Dennoch wird die Porsche Automobil Holding SE am 27. Mai eine Dividende in Höhe von 1,91 Euro pro im Dax notierter Vorzugsaktie auszahlen. Im Jahr 2024 lag die Dividende noch bei 2,56 Euro.

Autobranche orientiert sich Rüstungsindustrie

Der Grund für den Verlust ist die Autokrise, die Porsche SE als Aktionär von VW (53,1 Prozent) und der Porsche AG (25 Prozent) mit voller Wucht trifft. „Unsere Kernbeteiligungen müssen wettbewerbsfähiger und rentabler werden“, fordert der Porsche-SE-Chef Hans Dieter Pötsch und schaut in diesem Zusammenhang auch auf die Rüstungsindustrie.

Schließlich richtet die gesamte Autobranche in der Krise ihren Blick Richtung Verteidigungsindustrie, die wie kein anderer deutscher Wirtschaftszweig auf dem Vormarsch ist. Deshalb forciert Daimler Truck sein Geschäft mit militärischen Nutzungsfahrzeugen und Mercedes-Benz hofft auf weitere Aufträge, nachdem zuletzt auf den Kampfeinsatz ausgerichtete G-Klassen-Fahrzeugen an die Bundeswehr ausgeliefert worden sind.

Wobei Porsche als Holding der Familien Porsche und Piëch nur indirekt der Autobranche zuzuordnen ist. In ihrer Funktion als Beteiligungs-AG investiert sie nun dem Börsentrend folgend in ein Verteidigungs-Startup – und zwar eine mittlere zweistellige Millionensumme in die Firma Quantum Systems, die in Gilching bei München Drohnen entwickelt.

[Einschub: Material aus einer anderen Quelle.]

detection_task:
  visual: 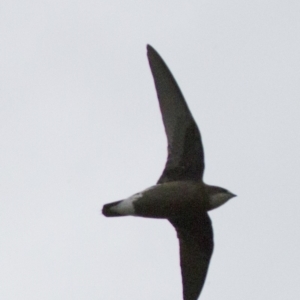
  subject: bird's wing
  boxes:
[169,212,213,300]
[147,45,204,183]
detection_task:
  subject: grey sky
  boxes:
[0,0,300,300]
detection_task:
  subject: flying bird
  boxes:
[102,45,236,300]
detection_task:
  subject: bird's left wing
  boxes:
[147,45,204,183]
[169,212,213,300]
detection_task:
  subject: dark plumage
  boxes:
[102,45,235,300]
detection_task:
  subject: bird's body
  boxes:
[102,45,235,300]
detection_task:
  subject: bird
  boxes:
[102,45,236,300]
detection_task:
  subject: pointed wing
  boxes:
[147,45,204,183]
[169,212,213,300]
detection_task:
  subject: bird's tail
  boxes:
[102,200,123,217]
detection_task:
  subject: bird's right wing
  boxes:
[169,212,213,300]
[147,45,204,183]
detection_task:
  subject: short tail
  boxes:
[102,200,123,217]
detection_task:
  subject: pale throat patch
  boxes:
[111,193,143,216]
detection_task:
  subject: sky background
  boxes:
[0,0,300,300]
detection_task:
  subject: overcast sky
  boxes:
[0,0,300,300]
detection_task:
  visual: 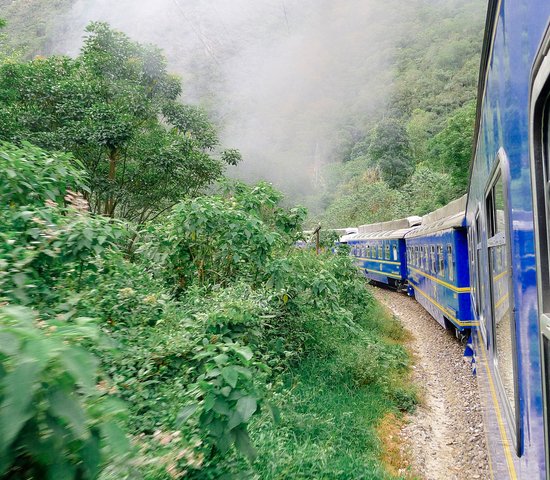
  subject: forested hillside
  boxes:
[0,16,416,480]
[0,0,486,227]
[318,1,485,227]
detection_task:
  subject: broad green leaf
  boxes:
[61,347,97,389]
[0,361,40,448]
[213,397,230,416]
[233,347,254,362]
[177,403,199,423]
[50,390,90,439]
[227,410,243,430]
[236,395,258,423]
[222,366,239,388]
[233,428,258,462]
[101,422,130,456]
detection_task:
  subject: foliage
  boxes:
[323,178,408,227]
[317,0,484,227]
[0,142,87,206]
[0,23,240,223]
[368,118,413,188]
[430,102,476,194]
[0,307,129,479]
[0,0,75,58]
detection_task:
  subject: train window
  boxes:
[437,245,445,276]
[474,215,487,324]
[447,243,455,282]
[486,173,516,423]
[530,44,550,462]
[424,245,430,271]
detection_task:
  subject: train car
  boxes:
[342,217,422,290]
[466,0,550,480]
[405,195,476,336]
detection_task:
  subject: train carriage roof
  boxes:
[406,195,467,238]
[340,217,422,242]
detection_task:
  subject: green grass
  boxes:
[251,303,415,480]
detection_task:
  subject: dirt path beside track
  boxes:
[371,287,490,480]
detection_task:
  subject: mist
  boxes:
[55,0,410,200]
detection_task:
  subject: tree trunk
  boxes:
[105,148,118,217]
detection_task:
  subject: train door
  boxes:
[485,158,522,455]
[530,32,550,478]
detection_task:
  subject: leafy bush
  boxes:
[0,142,86,206]
[0,307,129,479]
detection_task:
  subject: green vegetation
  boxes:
[315,0,485,227]
[0,19,415,480]
[0,23,240,223]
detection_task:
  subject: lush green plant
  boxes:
[0,142,87,206]
[0,23,240,219]
[0,307,130,480]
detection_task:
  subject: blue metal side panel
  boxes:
[467,0,550,480]
[349,239,406,284]
[406,228,475,331]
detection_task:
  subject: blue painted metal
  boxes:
[466,0,550,480]
[406,227,476,331]
[348,239,407,286]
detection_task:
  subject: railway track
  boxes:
[369,286,490,480]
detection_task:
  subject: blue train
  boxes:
[405,196,477,336]
[340,217,422,290]
[344,0,550,480]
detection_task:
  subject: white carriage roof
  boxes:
[340,217,422,242]
[406,195,467,238]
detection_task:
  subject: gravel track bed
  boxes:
[372,287,490,480]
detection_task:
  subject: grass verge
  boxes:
[251,294,416,480]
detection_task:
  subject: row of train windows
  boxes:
[353,244,398,262]
[407,243,455,280]
[468,168,518,446]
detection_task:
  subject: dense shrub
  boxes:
[0,146,414,480]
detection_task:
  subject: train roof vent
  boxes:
[359,218,411,233]
[407,216,422,227]
[422,195,467,226]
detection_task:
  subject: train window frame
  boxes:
[423,245,430,272]
[529,27,550,468]
[447,243,455,282]
[488,153,523,457]
[429,245,436,275]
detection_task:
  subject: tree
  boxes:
[369,118,413,188]
[0,23,240,222]
[430,102,476,193]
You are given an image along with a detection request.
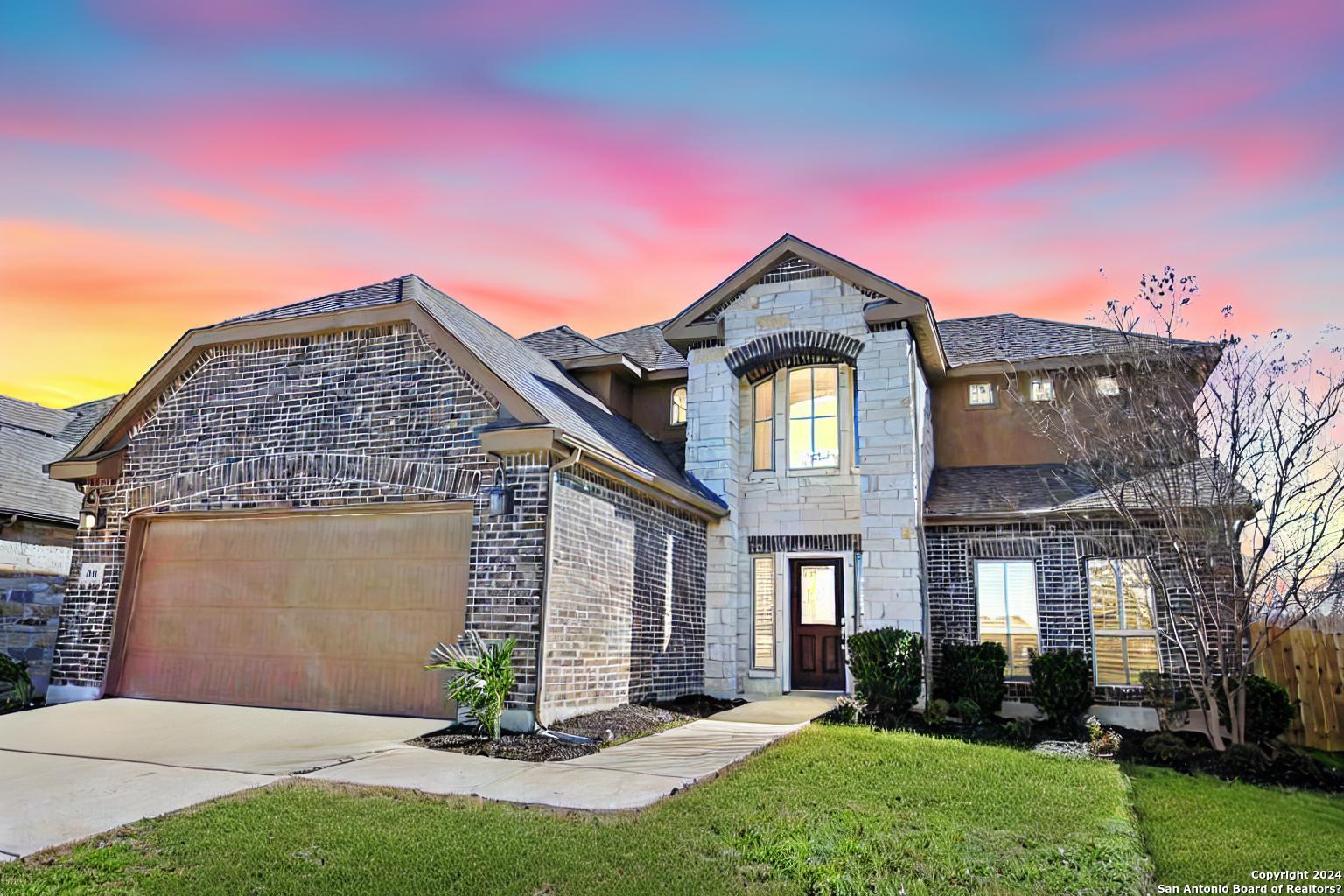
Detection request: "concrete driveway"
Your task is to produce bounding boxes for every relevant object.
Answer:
[0,700,444,860]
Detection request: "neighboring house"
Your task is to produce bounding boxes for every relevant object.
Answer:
[0,395,116,697]
[51,235,1220,723]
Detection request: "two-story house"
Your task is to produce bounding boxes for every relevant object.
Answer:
[51,235,1214,723]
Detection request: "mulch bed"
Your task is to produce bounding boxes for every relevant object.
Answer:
[410,695,743,761]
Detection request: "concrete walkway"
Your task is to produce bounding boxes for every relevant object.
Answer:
[0,695,835,861]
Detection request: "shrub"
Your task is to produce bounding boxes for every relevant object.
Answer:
[0,650,33,712]
[942,640,1008,716]
[424,632,514,738]
[951,697,984,725]
[1144,731,1189,766]
[1031,650,1093,724]
[830,693,867,725]
[925,700,951,728]
[1083,716,1121,756]
[847,628,923,720]
[1246,676,1297,743]
[1223,745,1269,778]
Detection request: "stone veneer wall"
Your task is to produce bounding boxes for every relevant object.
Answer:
[52,324,547,707]
[540,470,705,724]
[926,520,1214,705]
[685,276,931,695]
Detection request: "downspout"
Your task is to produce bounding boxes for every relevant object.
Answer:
[534,447,584,725]
[903,324,933,707]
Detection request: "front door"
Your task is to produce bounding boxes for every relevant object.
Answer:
[789,559,844,690]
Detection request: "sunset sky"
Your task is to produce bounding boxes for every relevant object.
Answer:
[0,0,1344,406]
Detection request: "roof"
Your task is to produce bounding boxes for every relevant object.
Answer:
[938,314,1209,367]
[522,324,687,372]
[925,458,1253,517]
[66,274,719,515]
[0,395,120,522]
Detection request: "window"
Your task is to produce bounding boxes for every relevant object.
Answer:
[789,367,840,470]
[1096,376,1119,397]
[670,386,685,426]
[752,376,774,470]
[1088,559,1161,685]
[976,560,1040,676]
[752,557,774,669]
[966,383,995,407]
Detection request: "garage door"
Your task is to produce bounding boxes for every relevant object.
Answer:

Das die moderne Militärstrategie prägende Kriegsgerät besitzt durch den Einsatz von KI noch viel Potenzial.

„Quantum stellt Drohnen her, die für Aufklärungszwecke, aber nicht für Kampfhandlungen genutzt werden“, so ein Porsche-SE-Sprecher. Eine zusätzliche Funktion ist jetzt aber, dem derzeit schlechten Geschäft von Porsche SE mit den automobilen Kernbeteiligungen etwas entgegenzusteuern.

Neuer Außenminister mit Trumps alter Forderung

Dabei befeuern Ansagen der Bundesregierung das ohnehin schon florierende Geschäft der deutschen Rüstungsunternehmen zusätzlich. Der neue Außenminister Johann Wadephul gibt die alte Forderung von Donald Trump in Richtung der Nato-Partner als deutsches Ziel aus. Fünf Prozent der Wirtschaftsleistung für die Verteidigung auszugeben, sei mit Blick auf die Bedrohung durch Russland eine angemessene Reaktion. Einen sich im Vergleich zu heute mehr als verdoppelnden Wehretat in Höhe von 200 Milliarden Euro soll die Bundeswehr dann mittelfristig zur stärksten Armee in Europa machen. Außerdem betont Bundeskanzler Friedrich Merz, die Ukraine im Verteidigungskampf gegen Russland umfangreicher zu unterstützen als es die Ampel-Regierung getan hatte.

Dies alles führt dazu, dass sich die deutsche Rüstungswirtschaft durch die Milliardenaufträge aus dem In- und Ausland zu einem sehr lukrativen Geschäft entwickelt.